La montagna bellunese, custode di paesaggi di straordinaria bellezza e di sfide tecniche imponevoli, ha nuovamente messo alla prova la prontezza e l’efficienza dei soccorsi alpini in una giornata segnata da due distinti eventi critici.
La prima emergenza, verificatasi in Val di Gares, frazione di Canale d’Agordo, ha visto coinvolto un alpinista trentaseienne di nazionalità austriaca.
L’uomo, impegnato con un compagno in operazioni preparatorie alla scalata della suggestiva cascata Tre per Tre, ha perso l’equilibrio, precipitando per una ventina di metri lungo un tratto di roccia percorso da un sottile strato di ghiaccio.

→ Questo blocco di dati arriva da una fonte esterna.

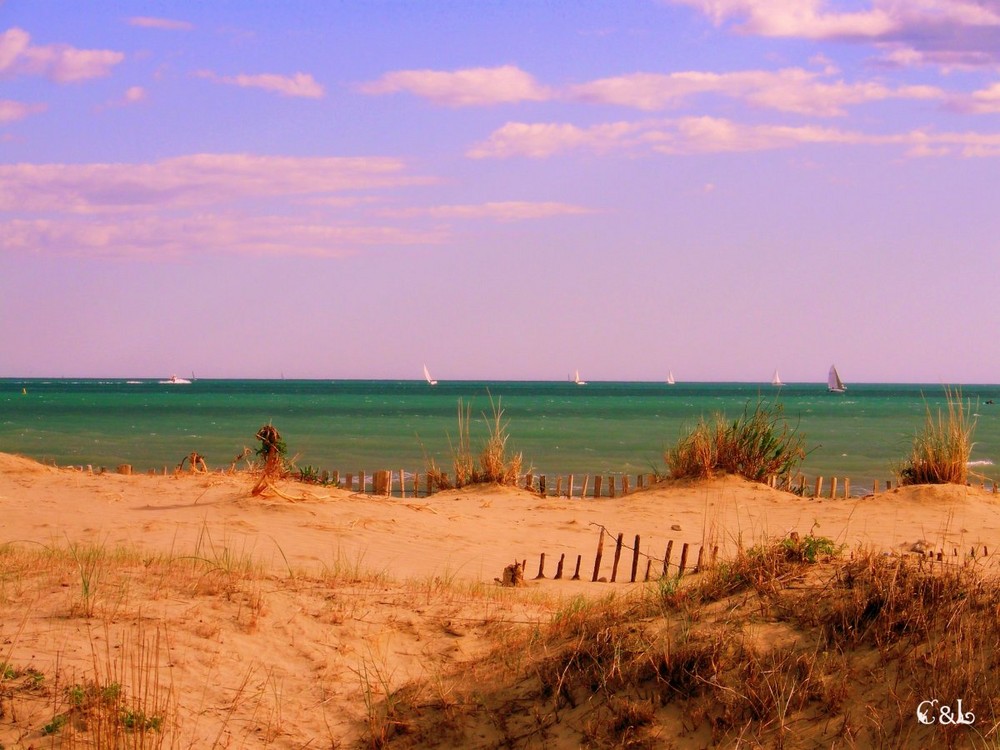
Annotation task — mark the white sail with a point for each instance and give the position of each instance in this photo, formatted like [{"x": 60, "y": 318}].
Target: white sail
[{"x": 833, "y": 382}]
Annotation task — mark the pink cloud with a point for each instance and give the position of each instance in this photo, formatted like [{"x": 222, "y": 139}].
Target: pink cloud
[
  {"x": 234, "y": 203},
  {"x": 58, "y": 62},
  {"x": 11, "y": 111},
  {"x": 166, "y": 24},
  {"x": 498, "y": 211},
  {"x": 163, "y": 237},
  {"x": 945, "y": 33},
  {"x": 470, "y": 87},
  {"x": 540, "y": 140},
  {"x": 186, "y": 181},
  {"x": 300, "y": 85},
  {"x": 701, "y": 135},
  {"x": 789, "y": 90}
]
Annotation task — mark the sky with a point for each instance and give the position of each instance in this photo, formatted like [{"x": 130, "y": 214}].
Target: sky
[{"x": 501, "y": 189}]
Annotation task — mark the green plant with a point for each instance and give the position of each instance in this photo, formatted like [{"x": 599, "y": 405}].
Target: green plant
[
  {"x": 496, "y": 465},
  {"x": 272, "y": 454},
  {"x": 810, "y": 548},
  {"x": 309, "y": 474},
  {"x": 137, "y": 721},
  {"x": 941, "y": 450},
  {"x": 758, "y": 444},
  {"x": 57, "y": 723}
]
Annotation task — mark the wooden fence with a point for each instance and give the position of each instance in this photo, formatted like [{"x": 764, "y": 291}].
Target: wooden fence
[
  {"x": 664, "y": 567},
  {"x": 400, "y": 483}
]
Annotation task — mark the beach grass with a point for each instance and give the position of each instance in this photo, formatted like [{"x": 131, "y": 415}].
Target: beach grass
[
  {"x": 495, "y": 463},
  {"x": 781, "y": 648},
  {"x": 941, "y": 449},
  {"x": 757, "y": 445}
]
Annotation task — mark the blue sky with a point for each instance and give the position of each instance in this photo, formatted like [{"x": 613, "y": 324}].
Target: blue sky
[{"x": 503, "y": 190}]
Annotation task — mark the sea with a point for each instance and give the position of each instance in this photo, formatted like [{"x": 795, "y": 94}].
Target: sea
[{"x": 559, "y": 427}]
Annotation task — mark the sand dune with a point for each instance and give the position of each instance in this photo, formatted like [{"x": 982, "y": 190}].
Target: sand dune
[{"x": 276, "y": 622}]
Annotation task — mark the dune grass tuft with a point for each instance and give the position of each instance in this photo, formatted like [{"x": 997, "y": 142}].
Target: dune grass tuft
[
  {"x": 758, "y": 444},
  {"x": 941, "y": 450},
  {"x": 495, "y": 464}
]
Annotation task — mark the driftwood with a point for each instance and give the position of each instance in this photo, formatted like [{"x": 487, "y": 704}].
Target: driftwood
[
  {"x": 195, "y": 461},
  {"x": 272, "y": 451},
  {"x": 513, "y": 575}
]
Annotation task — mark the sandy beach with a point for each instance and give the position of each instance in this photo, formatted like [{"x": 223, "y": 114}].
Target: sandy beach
[{"x": 287, "y": 620}]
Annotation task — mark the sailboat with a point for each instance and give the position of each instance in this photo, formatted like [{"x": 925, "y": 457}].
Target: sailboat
[
  {"x": 833, "y": 382},
  {"x": 174, "y": 380}
]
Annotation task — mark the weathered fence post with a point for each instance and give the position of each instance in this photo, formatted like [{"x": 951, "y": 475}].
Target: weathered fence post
[
  {"x": 635, "y": 558},
  {"x": 666, "y": 557},
  {"x": 618, "y": 554},
  {"x": 597, "y": 558},
  {"x": 683, "y": 563},
  {"x": 541, "y": 566}
]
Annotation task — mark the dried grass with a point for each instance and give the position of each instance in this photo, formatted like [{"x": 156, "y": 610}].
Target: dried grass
[
  {"x": 757, "y": 445},
  {"x": 941, "y": 450}
]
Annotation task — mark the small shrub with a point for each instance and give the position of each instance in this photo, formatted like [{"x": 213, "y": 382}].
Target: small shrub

La caduta, sebbene di breve durata, ha comportato un impatto significativo, sollevando immediate preoccupazioni circa l’entità delle lesioni.

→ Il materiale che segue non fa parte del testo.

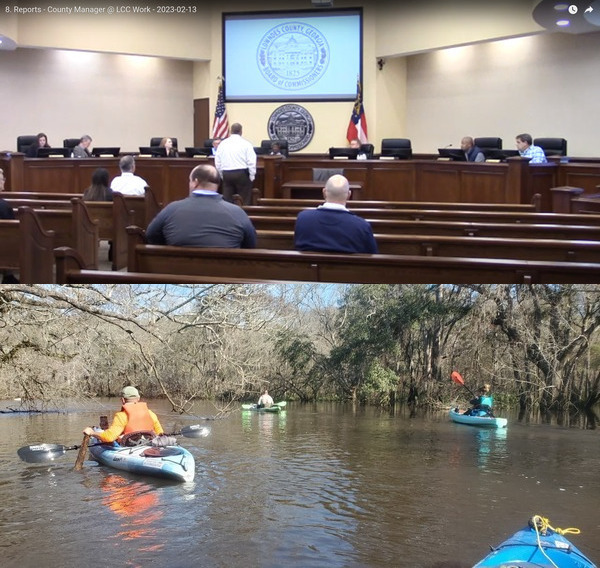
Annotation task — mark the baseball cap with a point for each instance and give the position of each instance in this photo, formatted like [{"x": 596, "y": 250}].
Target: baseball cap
[{"x": 130, "y": 392}]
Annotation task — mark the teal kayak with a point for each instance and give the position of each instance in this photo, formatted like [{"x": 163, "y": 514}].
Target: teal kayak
[
  {"x": 169, "y": 462},
  {"x": 277, "y": 407},
  {"x": 536, "y": 547},
  {"x": 486, "y": 421}
]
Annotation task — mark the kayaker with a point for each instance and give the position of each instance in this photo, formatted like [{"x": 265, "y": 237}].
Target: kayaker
[
  {"x": 265, "y": 400},
  {"x": 134, "y": 416},
  {"x": 482, "y": 404}
]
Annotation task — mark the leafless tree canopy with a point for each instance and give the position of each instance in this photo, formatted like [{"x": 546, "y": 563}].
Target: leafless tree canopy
[{"x": 536, "y": 345}]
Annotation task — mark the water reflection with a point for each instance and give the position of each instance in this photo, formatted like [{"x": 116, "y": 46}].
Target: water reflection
[
  {"x": 491, "y": 448},
  {"x": 137, "y": 505},
  {"x": 323, "y": 485}
]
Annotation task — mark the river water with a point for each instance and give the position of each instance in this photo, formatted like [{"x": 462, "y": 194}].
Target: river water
[{"x": 317, "y": 486}]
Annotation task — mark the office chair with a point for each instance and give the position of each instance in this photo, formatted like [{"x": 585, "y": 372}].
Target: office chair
[
  {"x": 266, "y": 146},
  {"x": 155, "y": 140},
  {"x": 552, "y": 146},
  {"x": 70, "y": 142},
  {"x": 23, "y": 142},
  {"x": 488, "y": 143},
  {"x": 396, "y": 147}
]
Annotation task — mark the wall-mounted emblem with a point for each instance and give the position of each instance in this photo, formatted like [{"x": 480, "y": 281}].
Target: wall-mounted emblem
[{"x": 292, "y": 123}]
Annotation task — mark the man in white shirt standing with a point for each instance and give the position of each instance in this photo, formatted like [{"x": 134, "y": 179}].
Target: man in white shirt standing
[
  {"x": 128, "y": 183},
  {"x": 236, "y": 161}
]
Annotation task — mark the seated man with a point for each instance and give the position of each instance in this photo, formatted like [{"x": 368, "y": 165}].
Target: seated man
[
  {"x": 482, "y": 403},
  {"x": 134, "y": 416},
  {"x": 265, "y": 400},
  {"x": 472, "y": 153},
  {"x": 128, "y": 183},
  {"x": 355, "y": 143},
  {"x": 331, "y": 227},
  {"x": 528, "y": 150},
  {"x": 82, "y": 149},
  {"x": 203, "y": 219}
]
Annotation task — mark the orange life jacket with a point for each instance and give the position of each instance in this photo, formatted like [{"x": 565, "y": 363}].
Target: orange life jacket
[{"x": 138, "y": 417}]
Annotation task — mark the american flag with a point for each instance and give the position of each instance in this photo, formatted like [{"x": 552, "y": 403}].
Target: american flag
[
  {"x": 221, "y": 122},
  {"x": 357, "y": 128}
]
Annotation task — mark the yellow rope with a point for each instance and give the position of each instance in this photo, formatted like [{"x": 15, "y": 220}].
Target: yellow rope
[
  {"x": 544, "y": 524},
  {"x": 541, "y": 525}
]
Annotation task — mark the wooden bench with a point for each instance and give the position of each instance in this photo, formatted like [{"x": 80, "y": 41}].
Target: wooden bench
[
  {"x": 453, "y": 228},
  {"x": 315, "y": 188},
  {"x": 112, "y": 217},
  {"x": 362, "y": 269},
  {"x": 438, "y": 205},
  {"x": 27, "y": 248},
  {"x": 69, "y": 270},
  {"x": 574, "y": 200},
  {"x": 43, "y": 195},
  {"x": 470, "y": 247},
  {"x": 73, "y": 228},
  {"x": 438, "y": 215}
]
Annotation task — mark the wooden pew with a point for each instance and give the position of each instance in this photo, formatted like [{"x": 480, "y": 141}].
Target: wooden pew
[
  {"x": 73, "y": 228},
  {"x": 361, "y": 269},
  {"x": 16, "y": 202},
  {"x": 27, "y": 248},
  {"x": 470, "y": 247},
  {"x": 439, "y": 215},
  {"x": 438, "y": 205},
  {"x": 55, "y": 196},
  {"x": 568, "y": 199},
  {"x": 453, "y": 228},
  {"x": 69, "y": 270},
  {"x": 112, "y": 217}
]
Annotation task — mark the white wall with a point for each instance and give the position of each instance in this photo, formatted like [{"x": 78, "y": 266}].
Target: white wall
[
  {"x": 119, "y": 100},
  {"x": 542, "y": 84},
  {"x": 547, "y": 85}
]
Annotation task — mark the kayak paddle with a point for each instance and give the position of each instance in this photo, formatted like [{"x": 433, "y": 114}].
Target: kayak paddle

Fortunatamente, la presenza sul posto di due volontari del Soccorso alpino di Belluno, in un caso di coincidenza fortuita, ha permesso un intervento immediato per la stabilizzazione iniziale del ferito.
La complessa operazione di recupero è stata poi completata con l’impiego del velivolo Falco 2, che ha calato a terra un tecnico di elisoccorso e un’équipe medica.
Le valutazioni preliminari hanno fatto rilevare sospetti traumi al bacino, unitamente a contusioni diffuse.
Dopo la stabilizzazione, l’alpinista è stato imbarellato e trasportato d’urgenza all’ospedale di Treviso, al fine di garantirgli le cure specialistiche necessarie.

Poco dopo, attorno alle ore 12:30, un secondo episodio ha richiesto l’intervento dei soccorsi.

Questa volta, il protagonista era uno scialpinista trentaduenne, residente a Belluno, che durante l’ascesa lungo il Filon del Cornor, in Alpago, ha riportato un trauma all’arto inferiore.

La difficoltà dell’area, caratterizzata da un terreno ripido e spesso instabile, ha reso necessario l’utilizzo di tecniche di elisoccorso avanzate.

Il team medico e il tecnico di elisoccorso sono stati calati a terra tramite verricello, in una manovra delicata eseguita in hovering, data l’assenza di una piattaforma di atterraggio adeguata.
Dopo aver immobilizzato l’arto lesionato con apposite bende e dispositivi di trazione, lo scialpinista è stato verricellato a bordo dell’elicottero e trasportato presso l’ospedale di Belluno, dove ha ricevuto ulteriori accertamenti e cure.
Questi due eventi, sebbene distinti, mettono in luce la vulnerabilità dell’uomo di fronte alla potenza e all’imprevedibilità della natura montuosa, nonché l’importanza cruciale della preparazione, dell’equipaggiamento adeguato e della prontezza dei soccorsi alpini, spesso operanti in condizioni ambientali estreme e con risorse limitate.
La montagna, spettacolo di bellezza e sfida, richiede rispetto e consapevolezza dei rischi, ricordando che ogni escursione, anche la più apparentemente semplice, comporta una quota di pericolo da valutare attentamente.